The Founding Fathers anticipated our present travails with despairing clarity. When Benjamin Franklin rose to cast his vote for the Constitution in Philadelphia in 1787, he warned that “this Constitution with all its faults…can only end in despotism, as other forms have done before it, when the people shall become so corrupted as to need despotic government, being incapable of any other.”
Alexander Hamilton saw the enormity of the gamble. Even while campaigning for the new Constitution, he wrote, in The Federalist Papers, that “history seems to have destined Americans, by their conduct and example, to decide the important question, whether societies of men are really capable or not of establishing good government from reflection and choice, or whether they are forever destined to depend for their political constitutions on accident and force.”

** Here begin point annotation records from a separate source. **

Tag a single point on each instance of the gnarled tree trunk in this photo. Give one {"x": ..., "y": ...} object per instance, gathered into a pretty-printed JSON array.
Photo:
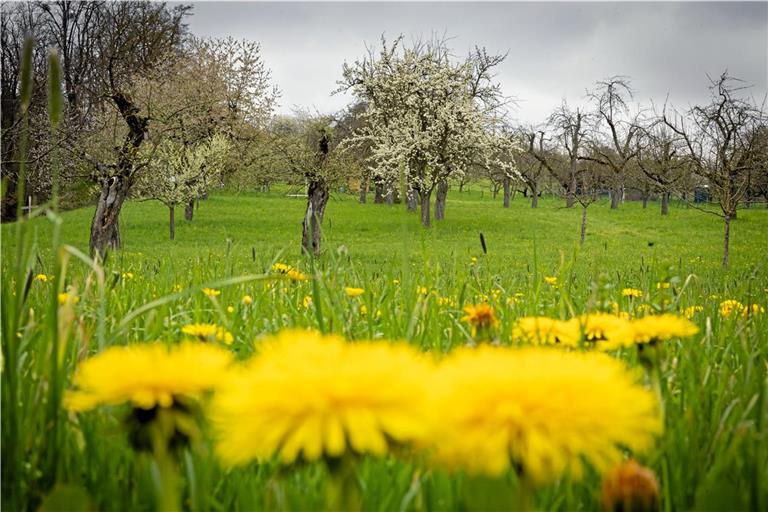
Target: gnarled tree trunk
[
  {"x": 189, "y": 210},
  {"x": 442, "y": 194},
  {"x": 425, "y": 197},
  {"x": 317, "y": 199},
  {"x": 665, "y": 203},
  {"x": 507, "y": 185}
]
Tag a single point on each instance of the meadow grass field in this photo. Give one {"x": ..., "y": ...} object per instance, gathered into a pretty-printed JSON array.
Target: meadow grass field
[{"x": 711, "y": 455}]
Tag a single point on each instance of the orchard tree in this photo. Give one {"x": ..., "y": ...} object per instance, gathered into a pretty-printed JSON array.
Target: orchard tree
[
  {"x": 720, "y": 142},
  {"x": 428, "y": 117},
  {"x": 179, "y": 172},
  {"x": 613, "y": 139}
]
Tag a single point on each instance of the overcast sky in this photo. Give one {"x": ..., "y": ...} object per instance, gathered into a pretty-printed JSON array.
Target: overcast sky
[{"x": 556, "y": 50}]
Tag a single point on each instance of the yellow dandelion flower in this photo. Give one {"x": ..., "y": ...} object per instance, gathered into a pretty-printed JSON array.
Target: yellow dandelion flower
[
  {"x": 481, "y": 317},
  {"x": 544, "y": 330},
  {"x": 208, "y": 332},
  {"x": 630, "y": 486},
  {"x": 605, "y": 330},
  {"x": 631, "y": 292},
  {"x": 662, "y": 327},
  {"x": 147, "y": 375},
  {"x": 730, "y": 306},
  {"x": 211, "y": 292},
  {"x": 288, "y": 271},
  {"x": 68, "y": 298},
  {"x": 309, "y": 396},
  {"x": 542, "y": 411},
  {"x": 353, "y": 292},
  {"x": 692, "y": 310}
]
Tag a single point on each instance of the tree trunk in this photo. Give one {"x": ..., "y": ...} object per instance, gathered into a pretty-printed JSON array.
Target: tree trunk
[
  {"x": 189, "y": 210},
  {"x": 615, "y": 197},
  {"x": 665, "y": 203},
  {"x": 412, "y": 199},
  {"x": 378, "y": 192},
  {"x": 317, "y": 199},
  {"x": 442, "y": 193},
  {"x": 363, "y": 190},
  {"x": 727, "y": 240},
  {"x": 535, "y": 195},
  {"x": 105, "y": 228},
  {"x": 172, "y": 221},
  {"x": 425, "y": 217}
]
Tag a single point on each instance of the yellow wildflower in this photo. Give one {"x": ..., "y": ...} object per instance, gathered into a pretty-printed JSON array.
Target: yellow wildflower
[
  {"x": 730, "y": 306},
  {"x": 353, "y": 292},
  {"x": 543, "y": 411},
  {"x": 147, "y": 375},
  {"x": 211, "y": 292},
  {"x": 288, "y": 271},
  {"x": 542, "y": 330},
  {"x": 208, "y": 332},
  {"x": 311, "y": 396}
]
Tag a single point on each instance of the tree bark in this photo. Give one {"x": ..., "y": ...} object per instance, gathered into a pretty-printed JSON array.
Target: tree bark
[
  {"x": 317, "y": 199},
  {"x": 189, "y": 210},
  {"x": 378, "y": 192},
  {"x": 363, "y": 190},
  {"x": 425, "y": 216},
  {"x": 442, "y": 193},
  {"x": 412, "y": 199},
  {"x": 665, "y": 203},
  {"x": 172, "y": 221},
  {"x": 727, "y": 240},
  {"x": 105, "y": 228},
  {"x": 615, "y": 197}
]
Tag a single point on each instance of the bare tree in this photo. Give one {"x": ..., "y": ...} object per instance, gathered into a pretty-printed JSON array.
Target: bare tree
[
  {"x": 720, "y": 144},
  {"x": 615, "y": 148}
]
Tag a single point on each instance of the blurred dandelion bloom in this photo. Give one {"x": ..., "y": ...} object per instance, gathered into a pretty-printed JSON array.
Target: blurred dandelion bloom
[
  {"x": 353, "y": 292},
  {"x": 541, "y": 411},
  {"x": 654, "y": 328},
  {"x": 542, "y": 330},
  {"x": 208, "y": 332},
  {"x": 481, "y": 318},
  {"x": 631, "y": 292},
  {"x": 147, "y": 375},
  {"x": 288, "y": 271},
  {"x": 211, "y": 292},
  {"x": 311, "y": 396},
  {"x": 630, "y": 487}
]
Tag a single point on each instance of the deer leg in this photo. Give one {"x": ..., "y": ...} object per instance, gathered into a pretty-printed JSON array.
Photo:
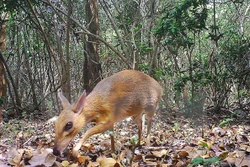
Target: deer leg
[
  {"x": 138, "y": 121},
  {"x": 94, "y": 130}
]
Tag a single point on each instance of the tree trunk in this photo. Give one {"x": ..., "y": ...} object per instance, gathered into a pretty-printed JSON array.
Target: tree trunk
[
  {"x": 3, "y": 85},
  {"x": 66, "y": 87},
  {"x": 92, "y": 66}
]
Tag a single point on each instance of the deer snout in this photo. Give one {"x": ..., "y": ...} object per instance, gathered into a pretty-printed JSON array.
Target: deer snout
[{"x": 56, "y": 152}]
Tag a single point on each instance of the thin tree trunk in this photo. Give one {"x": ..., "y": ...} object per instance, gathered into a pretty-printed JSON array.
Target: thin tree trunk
[
  {"x": 92, "y": 66},
  {"x": 66, "y": 70},
  {"x": 3, "y": 85}
]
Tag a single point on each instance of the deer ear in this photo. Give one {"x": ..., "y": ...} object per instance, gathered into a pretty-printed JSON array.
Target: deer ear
[
  {"x": 65, "y": 102},
  {"x": 78, "y": 106}
]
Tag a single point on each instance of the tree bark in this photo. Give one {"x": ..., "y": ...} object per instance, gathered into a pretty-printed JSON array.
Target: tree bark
[
  {"x": 66, "y": 87},
  {"x": 92, "y": 66},
  {"x": 3, "y": 85}
]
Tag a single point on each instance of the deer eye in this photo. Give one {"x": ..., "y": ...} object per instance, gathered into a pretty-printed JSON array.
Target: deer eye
[{"x": 68, "y": 126}]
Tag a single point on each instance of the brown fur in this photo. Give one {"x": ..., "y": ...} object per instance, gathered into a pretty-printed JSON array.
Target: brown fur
[{"x": 125, "y": 94}]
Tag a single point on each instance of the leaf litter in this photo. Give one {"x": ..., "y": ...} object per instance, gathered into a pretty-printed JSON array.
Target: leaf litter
[{"x": 175, "y": 141}]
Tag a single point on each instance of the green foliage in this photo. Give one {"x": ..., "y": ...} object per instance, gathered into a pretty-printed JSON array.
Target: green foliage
[
  {"x": 185, "y": 17},
  {"x": 202, "y": 161}
]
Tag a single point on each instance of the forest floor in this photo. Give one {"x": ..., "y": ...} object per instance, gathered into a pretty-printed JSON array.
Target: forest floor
[{"x": 176, "y": 140}]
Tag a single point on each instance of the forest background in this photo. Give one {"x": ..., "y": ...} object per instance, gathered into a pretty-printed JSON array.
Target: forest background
[{"x": 198, "y": 50}]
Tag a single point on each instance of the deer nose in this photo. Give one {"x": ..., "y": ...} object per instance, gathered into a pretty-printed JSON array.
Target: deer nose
[{"x": 56, "y": 152}]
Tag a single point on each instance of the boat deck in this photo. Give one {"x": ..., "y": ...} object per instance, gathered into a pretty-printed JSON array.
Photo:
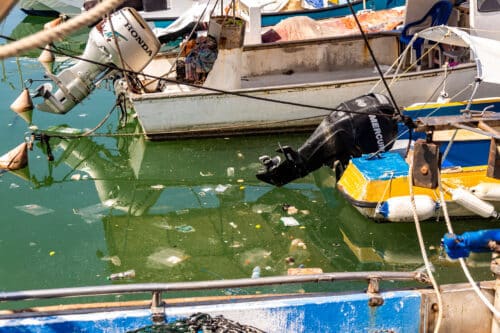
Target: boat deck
[{"x": 311, "y": 77}]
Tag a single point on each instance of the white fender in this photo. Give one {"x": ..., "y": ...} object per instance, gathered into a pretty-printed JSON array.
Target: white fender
[
  {"x": 469, "y": 201},
  {"x": 398, "y": 209},
  {"x": 487, "y": 191}
]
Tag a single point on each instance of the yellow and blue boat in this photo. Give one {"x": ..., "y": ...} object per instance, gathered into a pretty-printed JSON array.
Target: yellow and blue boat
[{"x": 381, "y": 188}]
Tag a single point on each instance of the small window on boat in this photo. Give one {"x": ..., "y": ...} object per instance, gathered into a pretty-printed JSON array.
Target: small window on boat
[{"x": 488, "y": 5}]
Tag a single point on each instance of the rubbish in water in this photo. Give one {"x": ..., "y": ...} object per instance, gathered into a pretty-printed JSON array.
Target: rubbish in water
[
  {"x": 34, "y": 209},
  {"x": 16, "y": 158},
  {"x": 221, "y": 188},
  {"x": 256, "y": 257},
  {"x": 291, "y": 210},
  {"x": 130, "y": 274},
  {"x": 185, "y": 228},
  {"x": 298, "y": 243},
  {"x": 168, "y": 257},
  {"x": 115, "y": 260},
  {"x": 94, "y": 213},
  {"x": 76, "y": 176},
  {"x": 256, "y": 272},
  {"x": 304, "y": 271},
  {"x": 260, "y": 208},
  {"x": 289, "y": 221}
]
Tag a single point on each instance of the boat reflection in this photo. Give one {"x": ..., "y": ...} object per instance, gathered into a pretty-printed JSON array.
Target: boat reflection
[
  {"x": 179, "y": 211},
  {"x": 193, "y": 210}
]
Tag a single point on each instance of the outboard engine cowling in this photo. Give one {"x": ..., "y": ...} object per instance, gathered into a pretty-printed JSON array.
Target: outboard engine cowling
[
  {"x": 137, "y": 45},
  {"x": 366, "y": 126}
]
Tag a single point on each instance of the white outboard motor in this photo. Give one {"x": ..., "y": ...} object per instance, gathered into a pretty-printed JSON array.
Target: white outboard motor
[{"x": 137, "y": 45}]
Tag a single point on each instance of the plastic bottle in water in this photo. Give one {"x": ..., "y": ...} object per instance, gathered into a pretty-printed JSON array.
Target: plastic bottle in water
[
  {"x": 130, "y": 274},
  {"x": 256, "y": 272}
]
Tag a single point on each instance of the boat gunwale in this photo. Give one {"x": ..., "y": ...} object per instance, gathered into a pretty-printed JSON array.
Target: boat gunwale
[{"x": 134, "y": 97}]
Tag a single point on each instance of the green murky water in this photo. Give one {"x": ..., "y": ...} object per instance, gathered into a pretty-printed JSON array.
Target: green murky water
[{"x": 182, "y": 210}]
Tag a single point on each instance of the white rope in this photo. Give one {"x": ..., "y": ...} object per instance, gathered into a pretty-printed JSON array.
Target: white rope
[
  {"x": 465, "y": 269},
  {"x": 44, "y": 37},
  {"x": 423, "y": 251}
]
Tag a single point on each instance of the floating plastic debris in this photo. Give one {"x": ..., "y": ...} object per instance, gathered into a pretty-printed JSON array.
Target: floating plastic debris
[
  {"x": 168, "y": 257},
  {"x": 34, "y": 209},
  {"x": 235, "y": 245},
  {"x": 130, "y": 274},
  {"x": 94, "y": 213},
  {"x": 221, "y": 188},
  {"x": 23, "y": 106},
  {"x": 256, "y": 257},
  {"x": 289, "y": 221},
  {"x": 185, "y": 228},
  {"x": 76, "y": 176},
  {"x": 292, "y": 210},
  {"x": 256, "y": 272},
  {"x": 298, "y": 243},
  {"x": 182, "y": 211},
  {"x": 304, "y": 271},
  {"x": 260, "y": 208},
  {"x": 115, "y": 260},
  {"x": 16, "y": 158}
]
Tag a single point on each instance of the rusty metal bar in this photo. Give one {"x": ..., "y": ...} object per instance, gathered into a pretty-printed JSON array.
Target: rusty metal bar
[{"x": 206, "y": 285}]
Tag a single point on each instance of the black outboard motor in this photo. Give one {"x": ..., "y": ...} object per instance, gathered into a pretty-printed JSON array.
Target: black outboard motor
[{"x": 370, "y": 126}]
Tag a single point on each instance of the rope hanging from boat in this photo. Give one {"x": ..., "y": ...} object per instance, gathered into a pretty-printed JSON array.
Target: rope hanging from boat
[
  {"x": 422, "y": 249},
  {"x": 44, "y": 37},
  {"x": 393, "y": 100},
  {"x": 463, "y": 265}
]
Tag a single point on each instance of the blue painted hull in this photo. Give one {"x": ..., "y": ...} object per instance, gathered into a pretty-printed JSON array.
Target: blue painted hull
[
  {"x": 270, "y": 19},
  {"x": 327, "y": 313}
]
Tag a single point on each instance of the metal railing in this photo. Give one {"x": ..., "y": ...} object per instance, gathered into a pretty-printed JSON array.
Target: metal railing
[{"x": 207, "y": 285}]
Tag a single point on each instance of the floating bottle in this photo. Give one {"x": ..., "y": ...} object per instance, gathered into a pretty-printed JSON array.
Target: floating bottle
[
  {"x": 256, "y": 272},
  {"x": 130, "y": 274}
]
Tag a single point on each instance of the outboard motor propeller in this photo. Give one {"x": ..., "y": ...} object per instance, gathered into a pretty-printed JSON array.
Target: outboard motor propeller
[
  {"x": 366, "y": 126},
  {"x": 137, "y": 47}
]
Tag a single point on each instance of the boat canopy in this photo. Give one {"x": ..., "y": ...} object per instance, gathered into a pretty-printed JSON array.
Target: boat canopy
[{"x": 485, "y": 50}]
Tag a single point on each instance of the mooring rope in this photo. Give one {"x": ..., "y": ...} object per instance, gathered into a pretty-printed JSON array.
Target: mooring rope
[
  {"x": 422, "y": 249},
  {"x": 44, "y": 37}
]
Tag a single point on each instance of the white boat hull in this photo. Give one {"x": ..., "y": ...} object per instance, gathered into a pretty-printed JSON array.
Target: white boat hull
[{"x": 216, "y": 113}]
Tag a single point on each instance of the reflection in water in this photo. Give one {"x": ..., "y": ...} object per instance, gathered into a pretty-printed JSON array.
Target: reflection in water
[{"x": 180, "y": 211}]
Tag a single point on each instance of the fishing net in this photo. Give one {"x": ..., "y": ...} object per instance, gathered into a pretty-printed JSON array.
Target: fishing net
[{"x": 200, "y": 323}]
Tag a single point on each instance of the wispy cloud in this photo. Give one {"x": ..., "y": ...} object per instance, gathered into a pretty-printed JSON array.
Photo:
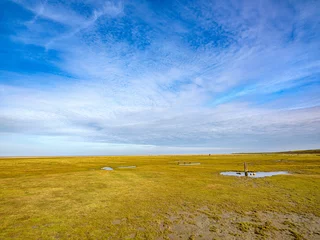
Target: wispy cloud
[{"x": 202, "y": 74}]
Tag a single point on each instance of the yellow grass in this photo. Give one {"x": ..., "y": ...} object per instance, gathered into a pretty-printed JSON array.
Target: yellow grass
[{"x": 71, "y": 198}]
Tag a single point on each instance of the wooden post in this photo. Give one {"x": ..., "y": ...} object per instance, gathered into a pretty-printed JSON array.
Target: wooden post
[{"x": 245, "y": 170}]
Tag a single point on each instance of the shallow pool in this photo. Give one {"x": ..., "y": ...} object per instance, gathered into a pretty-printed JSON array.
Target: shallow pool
[
  {"x": 107, "y": 168},
  {"x": 254, "y": 174}
]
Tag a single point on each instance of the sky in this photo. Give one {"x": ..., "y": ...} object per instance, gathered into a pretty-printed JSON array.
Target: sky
[{"x": 98, "y": 77}]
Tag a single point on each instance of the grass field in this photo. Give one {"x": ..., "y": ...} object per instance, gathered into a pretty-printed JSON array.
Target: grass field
[{"x": 71, "y": 198}]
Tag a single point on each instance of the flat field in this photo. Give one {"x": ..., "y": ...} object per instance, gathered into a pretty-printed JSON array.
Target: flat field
[{"x": 72, "y": 198}]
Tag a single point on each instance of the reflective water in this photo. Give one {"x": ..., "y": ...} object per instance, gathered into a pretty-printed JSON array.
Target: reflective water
[
  {"x": 254, "y": 174},
  {"x": 107, "y": 168}
]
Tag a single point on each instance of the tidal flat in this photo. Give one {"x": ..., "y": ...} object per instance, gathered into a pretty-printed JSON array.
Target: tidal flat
[{"x": 72, "y": 198}]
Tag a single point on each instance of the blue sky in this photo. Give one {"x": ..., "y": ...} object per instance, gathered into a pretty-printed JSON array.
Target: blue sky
[{"x": 97, "y": 77}]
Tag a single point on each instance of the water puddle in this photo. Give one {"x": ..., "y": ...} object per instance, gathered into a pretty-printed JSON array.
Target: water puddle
[
  {"x": 254, "y": 174},
  {"x": 125, "y": 167},
  {"x": 107, "y": 168},
  {"x": 188, "y": 163}
]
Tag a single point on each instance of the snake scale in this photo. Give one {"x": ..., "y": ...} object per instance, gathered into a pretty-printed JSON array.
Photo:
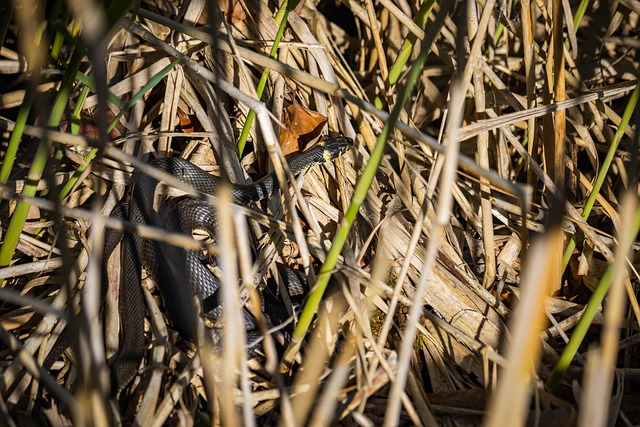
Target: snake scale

“When the people give way,” warned John Adams, “their deceivers, betrayers, and destroyers press upon them so fast, that there is no resisting afterwards. The nature of the encroachment upon the American constitution is such, as to grow every day more and more encroaching. Like a cancer, it eats faster and faster every hour.”
“History does not more clearly point out any fact than this,” wrote founder Richard Henry Lee, “that nations which have lapsed from liberty, to a state of slavish subjection, have been brought to this unhappy condition, by gradual paces.” It could happen not with a bloody coup but with a smile and a friendly swagger, when the people had grown tired of self-government and could be jollied or scared into servitude.
The founders anticipated someone like Trump partly because they’d been reading Edward Gibbon’s Decline and Fall of the Roman Empire, which was hot off the presses in the 1770s. We should read Gibbon now, too, paying close attention to his account of how the Roman republic slipped into tyranny when powerful men had seduced or intimidated its citizens so that they became a stampeding mob, hungry for bread and circuses.
Gibbon wrote that the overconfident Romans were slow to discover the introduction of “a slow and secret poison into the vitals of the empire,” under which Roman citizens “no longer possessed that public courage which is nourished by the love of independence, the sense of national honor, the presence of danger, and the habit of command. They received laws and governors from the will of their sovereign and trusted for their defense to a mercenary army.”
You might say that Americans have been there before, going back to the early worship of George Washington, whom many would have made a king. But Washington declined this invitation because his own “civic-republican” character was stronger than Trump’s. You might say that the republic has recovered from several earlier lapses, as when the Civil War produced Lincoln’s “a new birth of freedom,” or when the rampant consumerism of “the Roaring ’20s” imploded in 1929 but led to the New Deal.